Zlib::GzipWriter.open(zipped) do |gz|
gz.mtime = File.mtime(file_name)
gz.orig_name = file_name
gz.write IO.binread(file_name)
end
end
Just to see how well this is working, we can print some statistics from the compression.
require "zlib"
def print_stats(file_name, zipped)
original_size = File.size(file_name)
zipped_size = File.size(zipped)
percentage_difference = ((original_size - zipped_size).to_f/original_size)*100
puts "#{file_name}: #{original_size}"
puts "#{zipped}: #{zipped_size}"
puts "difference - #{'%.2f' % percentage_difference}%"
end
def compress_file(file_name)
zipped = "#{file_name}.gz"
Zlib::GzipWriter.open(zipped) do |gz|
gz.mtime = File.mtime(file_name)
gz.orig_name = file_name
gz.write IO.binread(file_name)
end
print_stats(file_name, zipped)
end
Now you can pick a file and compress it with Ruby and gzip. For this quick test, I chose the uncompressed, unminified jQuery version 3.3.1. The results were:
./jquery.js: 271751
./jquery.js.gz: 80669
difference - 70.32%
Pretty good, but we can squeeze more out of it if we try a little harder.
Compression Levels
Zlib::GzipWriter
takes a second argument to open
, which is the level of compression zlib applies. 0 is no compression and 9 is the best possible compression and there’s a tradeoff as you progress from 0 to 9 between speed and compression. The default compression is a good compromise between speed and compression, but if time isn’t a worry for you then you might as well make the file as small as possible, especially if you want to serve it over the web. To set the compression level to 9 you can just use the integer, but Zlib
has a convenient constant for it: Zlib::BEST_COMPRESSION
.
Changing the line with Zlib::GzipWriter
in it to:
Zlib::GzipWriter.open(zipped, Zlib::BEST_COMPRESSION) do |gz|
and running the file against jQuery again gives you:
./jquery.js: 271751
./jquery.js.gz: 80268
difference - 70.46%
A difference of 0.14 percentage points! Ok, not a huge win, but if the time to generate the file doesn’t matter then you might as well. And the difference is greater on even larger files.
Streaming gzip
There’s one last thing you might want to add. If you are compressing really large files, loading them entirely into memory isn’t the most efficient way to work. Gzip is a streaming format though, so you can write chunks at a time to it.
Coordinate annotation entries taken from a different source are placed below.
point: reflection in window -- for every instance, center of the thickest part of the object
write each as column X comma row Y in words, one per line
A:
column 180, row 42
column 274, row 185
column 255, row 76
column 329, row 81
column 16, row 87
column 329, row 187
In this case, you just need to read the file you are compressing incrementally and write the chunks to the GzipWriter
. Here’s what it would look like to read the file in chunks of 16kb:
def compress_file(file_name)
zipped = "#{file_name}.gz"
Zlib::GzipWriter.open(zipped, Zlib::BEST_COMPRESSION) do |gz|
gz.mtime = File.mtime(file_name)
gz.orig_name = file_name
File.open(file_name) do |file|
while chunk = file.read(16*1024) do
gz.write(chunk)
end
end
end
end
gzip in Ruby
So that is how to gzip a file using Ruby and zlib, as well as how to add extra information and control the compression level to balance speed against final filesize. All of this went into a gem I created recently to use maximum gzip compression on the output of a Jekyll site. The gem is called jekyll-gzip and I’ll be writing more about it, as well as other tools that are better than the zlib implementation of gzip, soon.